Minority leader John Mbadi questioned why the Health Ministry had resorted to buying the equipment instead of leasing.
A committee member, Makali Mulu said they (committee) had approved the purchase of the equipment but with revelations.

There has been apprehension over the payments done through the Supplementary budgets which have become new avenues for looting taxpayers money.

But responding to query on the Sh235m allocated for each of the machines, the Treasury said the figure includes the cost of constructing building to house the machines, training of radiographers and maintenance.

The infamous NYS scandal is one such expenditure requested in Supplementary budget that ended up being embezzled.
In the mini-budget, the State Department for Planning had requested for Sh5.8 billion that included Sh4.9 billion for National Youth Service. It is this money that ended up being looted under the NYS scandal.

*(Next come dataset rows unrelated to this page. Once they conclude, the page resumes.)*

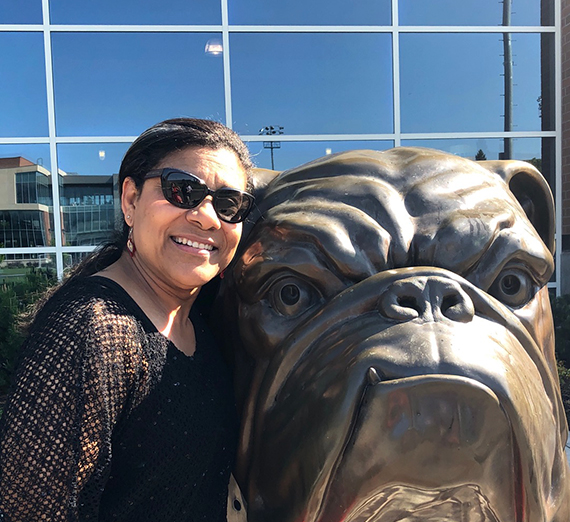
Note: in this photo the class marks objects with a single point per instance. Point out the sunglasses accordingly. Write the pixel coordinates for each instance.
(184, 190)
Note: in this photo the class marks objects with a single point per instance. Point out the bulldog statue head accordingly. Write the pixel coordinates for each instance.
(394, 343)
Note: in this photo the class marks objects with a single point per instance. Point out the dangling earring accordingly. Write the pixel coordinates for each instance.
(131, 243)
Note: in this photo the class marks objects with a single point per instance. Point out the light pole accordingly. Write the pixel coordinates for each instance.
(271, 130)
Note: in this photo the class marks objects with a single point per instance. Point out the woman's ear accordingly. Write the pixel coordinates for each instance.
(129, 197)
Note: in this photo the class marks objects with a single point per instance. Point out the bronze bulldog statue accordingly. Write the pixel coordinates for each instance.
(396, 360)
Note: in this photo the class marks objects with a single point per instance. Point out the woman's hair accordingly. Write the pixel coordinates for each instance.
(145, 153)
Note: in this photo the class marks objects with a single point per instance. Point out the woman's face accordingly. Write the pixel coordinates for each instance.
(180, 249)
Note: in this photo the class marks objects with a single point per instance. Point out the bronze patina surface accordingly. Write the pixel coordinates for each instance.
(397, 355)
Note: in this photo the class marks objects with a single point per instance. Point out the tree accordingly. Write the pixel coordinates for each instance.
(480, 156)
(16, 298)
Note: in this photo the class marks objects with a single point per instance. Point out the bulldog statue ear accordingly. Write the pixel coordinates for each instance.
(532, 192)
(260, 179)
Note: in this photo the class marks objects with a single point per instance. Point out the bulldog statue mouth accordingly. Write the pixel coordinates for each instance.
(395, 360)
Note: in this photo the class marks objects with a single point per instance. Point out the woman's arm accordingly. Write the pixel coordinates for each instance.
(55, 438)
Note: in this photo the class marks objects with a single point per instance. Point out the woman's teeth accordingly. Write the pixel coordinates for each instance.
(195, 244)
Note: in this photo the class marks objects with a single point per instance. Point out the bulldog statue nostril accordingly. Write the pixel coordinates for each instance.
(428, 299)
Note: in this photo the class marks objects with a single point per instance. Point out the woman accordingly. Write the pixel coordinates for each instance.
(122, 407)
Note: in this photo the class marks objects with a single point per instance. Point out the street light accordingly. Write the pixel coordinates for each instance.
(271, 130)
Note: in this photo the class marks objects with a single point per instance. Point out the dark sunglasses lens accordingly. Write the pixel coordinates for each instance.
(183, 190)
(232, 205)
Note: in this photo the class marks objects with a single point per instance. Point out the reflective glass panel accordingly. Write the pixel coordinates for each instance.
(144, 12)
(471, 12)
(89, 193)
(456, 82)
(23, 105)
(72, 259)
(289, 154)
(312, 83)
(121, 84)
(316, 12)
(21, 12)
(26, 203)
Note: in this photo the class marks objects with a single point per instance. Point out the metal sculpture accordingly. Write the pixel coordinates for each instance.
(397, 349)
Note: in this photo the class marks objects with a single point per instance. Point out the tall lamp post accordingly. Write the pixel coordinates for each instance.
(271, 130)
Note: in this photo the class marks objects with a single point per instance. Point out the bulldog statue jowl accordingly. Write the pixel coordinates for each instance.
(396, 348)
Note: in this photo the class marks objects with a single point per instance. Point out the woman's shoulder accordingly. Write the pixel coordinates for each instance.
(91, 300)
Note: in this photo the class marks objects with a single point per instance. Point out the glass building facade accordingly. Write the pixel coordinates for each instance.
(297, 80)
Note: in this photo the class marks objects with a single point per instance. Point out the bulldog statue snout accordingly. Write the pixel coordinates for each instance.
(395, 356)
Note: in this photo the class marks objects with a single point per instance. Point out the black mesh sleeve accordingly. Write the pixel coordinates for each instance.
(72, 383)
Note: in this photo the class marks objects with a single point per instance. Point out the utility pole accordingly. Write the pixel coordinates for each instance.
(271, 130)
(508, 80)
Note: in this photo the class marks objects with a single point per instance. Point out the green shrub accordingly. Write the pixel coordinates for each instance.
(16, 298)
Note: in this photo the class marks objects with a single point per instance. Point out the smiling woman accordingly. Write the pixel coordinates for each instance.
(122, 407)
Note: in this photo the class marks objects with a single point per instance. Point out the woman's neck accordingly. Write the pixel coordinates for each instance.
(168, 311)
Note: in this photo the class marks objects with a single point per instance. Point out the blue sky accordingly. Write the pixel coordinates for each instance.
(119, 84)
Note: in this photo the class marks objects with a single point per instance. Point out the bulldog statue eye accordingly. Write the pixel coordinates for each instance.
(513, 287)
(291, 296)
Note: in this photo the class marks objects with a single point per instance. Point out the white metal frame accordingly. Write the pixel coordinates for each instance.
(226, 29)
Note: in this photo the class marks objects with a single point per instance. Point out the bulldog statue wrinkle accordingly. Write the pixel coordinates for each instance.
(397, 356)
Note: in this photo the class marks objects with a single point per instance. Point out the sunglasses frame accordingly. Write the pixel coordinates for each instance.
(164, 174)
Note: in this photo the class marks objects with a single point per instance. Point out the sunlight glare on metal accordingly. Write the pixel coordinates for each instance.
(214, 47)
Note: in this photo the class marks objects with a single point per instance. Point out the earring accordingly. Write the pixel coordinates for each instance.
(131, 243)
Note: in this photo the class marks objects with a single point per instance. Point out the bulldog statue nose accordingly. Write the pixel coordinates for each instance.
(431, 299)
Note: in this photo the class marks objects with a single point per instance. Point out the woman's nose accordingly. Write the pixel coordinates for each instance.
(205, 214)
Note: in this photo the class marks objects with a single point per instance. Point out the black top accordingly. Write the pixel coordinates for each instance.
(108, 420)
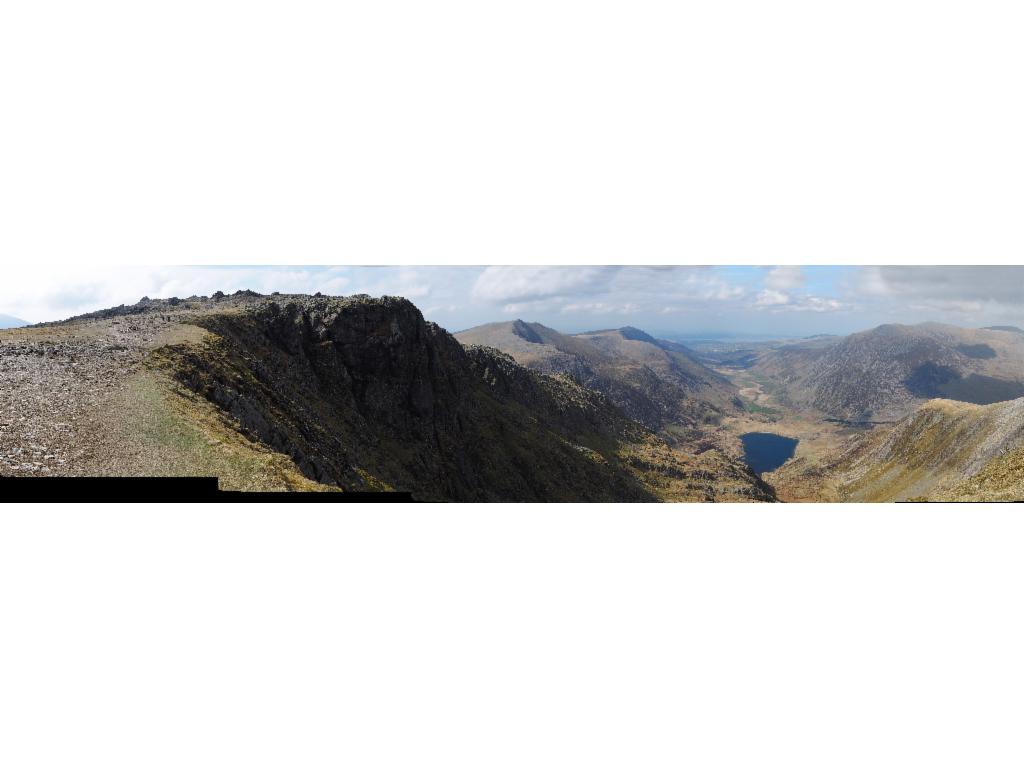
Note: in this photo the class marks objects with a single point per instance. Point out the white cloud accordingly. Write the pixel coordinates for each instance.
(770, 297)
(519, 284)
(784, 279)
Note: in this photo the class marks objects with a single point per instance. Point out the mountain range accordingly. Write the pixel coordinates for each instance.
(328, 393)
(885, 373)
(660, 384)
(325, 393)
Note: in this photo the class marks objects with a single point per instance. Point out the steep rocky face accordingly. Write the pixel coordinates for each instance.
(364, 393)
(654, 382)
(883, 374)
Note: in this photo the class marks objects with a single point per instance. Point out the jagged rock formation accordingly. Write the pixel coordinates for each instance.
(276, 392)
(885, 373)
(657, 383)
(364, 391)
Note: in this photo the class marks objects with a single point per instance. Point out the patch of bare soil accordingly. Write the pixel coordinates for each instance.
(59, 386)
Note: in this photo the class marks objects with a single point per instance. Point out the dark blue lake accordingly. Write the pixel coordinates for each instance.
(765, 452)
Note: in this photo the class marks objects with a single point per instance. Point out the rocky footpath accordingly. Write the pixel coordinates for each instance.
(53, 383)
(349, 392)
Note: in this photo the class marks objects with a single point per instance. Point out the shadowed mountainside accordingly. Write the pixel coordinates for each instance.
(347, 393)
(658, 383)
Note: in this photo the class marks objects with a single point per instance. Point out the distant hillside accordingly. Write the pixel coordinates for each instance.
(658, 383)
(8, 321)
(884, 373)
(326, 393)
(944, 450)
(1009, 329)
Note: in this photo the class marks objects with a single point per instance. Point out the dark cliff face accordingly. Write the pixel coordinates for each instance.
(365, 393)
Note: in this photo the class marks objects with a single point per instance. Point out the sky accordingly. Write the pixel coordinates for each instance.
(670, 301)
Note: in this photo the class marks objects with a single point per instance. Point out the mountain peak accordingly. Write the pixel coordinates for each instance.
(635, 334)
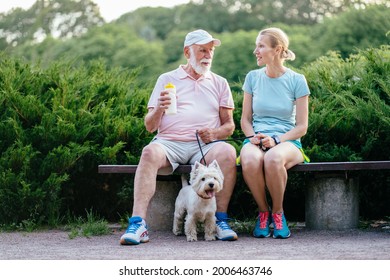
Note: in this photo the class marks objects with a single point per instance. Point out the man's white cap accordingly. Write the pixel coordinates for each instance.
(200, 37)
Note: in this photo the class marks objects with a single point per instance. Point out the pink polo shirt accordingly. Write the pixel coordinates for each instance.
(198, 104)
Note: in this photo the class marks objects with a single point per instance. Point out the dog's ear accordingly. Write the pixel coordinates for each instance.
(215, 164)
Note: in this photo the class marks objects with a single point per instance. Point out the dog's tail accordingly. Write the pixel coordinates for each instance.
(184, 180)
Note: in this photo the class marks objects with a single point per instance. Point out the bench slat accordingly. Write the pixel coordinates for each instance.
(314, 166)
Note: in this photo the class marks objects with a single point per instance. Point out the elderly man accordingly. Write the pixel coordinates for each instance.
(204, 108)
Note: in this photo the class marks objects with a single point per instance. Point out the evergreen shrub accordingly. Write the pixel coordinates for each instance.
(57, 124)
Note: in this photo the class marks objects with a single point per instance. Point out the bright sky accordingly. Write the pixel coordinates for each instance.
(109, 9)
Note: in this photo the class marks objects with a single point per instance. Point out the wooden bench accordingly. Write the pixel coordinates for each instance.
(331, 196)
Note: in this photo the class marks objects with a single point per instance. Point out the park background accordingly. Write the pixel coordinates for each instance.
(74, 88)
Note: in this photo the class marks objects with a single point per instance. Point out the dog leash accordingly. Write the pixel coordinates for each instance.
(221, 140)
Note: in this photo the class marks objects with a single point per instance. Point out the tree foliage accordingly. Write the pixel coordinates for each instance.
(55, 18)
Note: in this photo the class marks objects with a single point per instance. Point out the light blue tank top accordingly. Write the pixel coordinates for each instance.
(274, 99)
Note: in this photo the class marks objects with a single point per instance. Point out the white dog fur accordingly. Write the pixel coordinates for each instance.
(196, 202)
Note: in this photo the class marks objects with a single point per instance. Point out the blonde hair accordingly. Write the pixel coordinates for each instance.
(279, 38)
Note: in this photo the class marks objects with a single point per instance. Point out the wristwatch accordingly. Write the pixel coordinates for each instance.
(276, 139)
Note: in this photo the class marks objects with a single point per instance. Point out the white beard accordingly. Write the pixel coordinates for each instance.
(198, 67)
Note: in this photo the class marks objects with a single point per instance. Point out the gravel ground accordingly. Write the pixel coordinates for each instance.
(302, 245)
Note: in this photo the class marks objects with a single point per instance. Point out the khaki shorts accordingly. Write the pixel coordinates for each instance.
(179, 152)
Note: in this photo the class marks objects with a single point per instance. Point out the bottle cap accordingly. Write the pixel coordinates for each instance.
(169, 85)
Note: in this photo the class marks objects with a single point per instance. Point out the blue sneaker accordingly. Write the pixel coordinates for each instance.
(280, 226)
(224, 232)
(262, 225)
(136, 232)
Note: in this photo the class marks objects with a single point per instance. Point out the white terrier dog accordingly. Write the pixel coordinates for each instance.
(197, 200)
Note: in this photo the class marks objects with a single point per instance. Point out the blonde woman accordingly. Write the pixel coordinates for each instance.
(275, 111)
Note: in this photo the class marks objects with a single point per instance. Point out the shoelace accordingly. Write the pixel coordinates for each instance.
(132, 228)
(263, 216)
(278, 220)
(223, 225)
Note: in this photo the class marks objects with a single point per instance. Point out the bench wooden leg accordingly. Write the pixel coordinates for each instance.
(332, 202)
(162, 205)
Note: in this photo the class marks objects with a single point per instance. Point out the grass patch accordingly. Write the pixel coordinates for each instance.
(92, 225)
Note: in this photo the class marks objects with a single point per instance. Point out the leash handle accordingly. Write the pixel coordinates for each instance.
(221, 140)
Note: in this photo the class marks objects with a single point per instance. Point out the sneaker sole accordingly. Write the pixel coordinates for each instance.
(262, 236)
(228, 238)
(129, 241)
(282, 237)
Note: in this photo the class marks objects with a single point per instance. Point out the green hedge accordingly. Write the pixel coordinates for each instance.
(58, 124)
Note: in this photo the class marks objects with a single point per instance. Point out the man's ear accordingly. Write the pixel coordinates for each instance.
(186, 51)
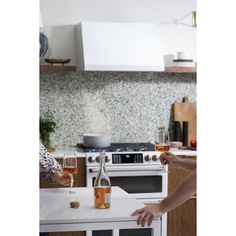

In last year’s Health ministry scam, there were double entries under line item ‘non-residential buildings’ (such as offices, schools, hospitals), whose only distinction is a variation of one number in the codes, apparently to allow processing through the Integrated Financial Management Information System.

Under the first entry, the supplementary estimates total Sh350 million which was spent on nonresidential buildings, raising questions how this could be classified as an unforeseen expenditure.

In the other Sh800 million, which was budgeted for the same non-residential buildings, the government was left with a debt of Sh413 million again raising questions why officials had over-committed without available funds.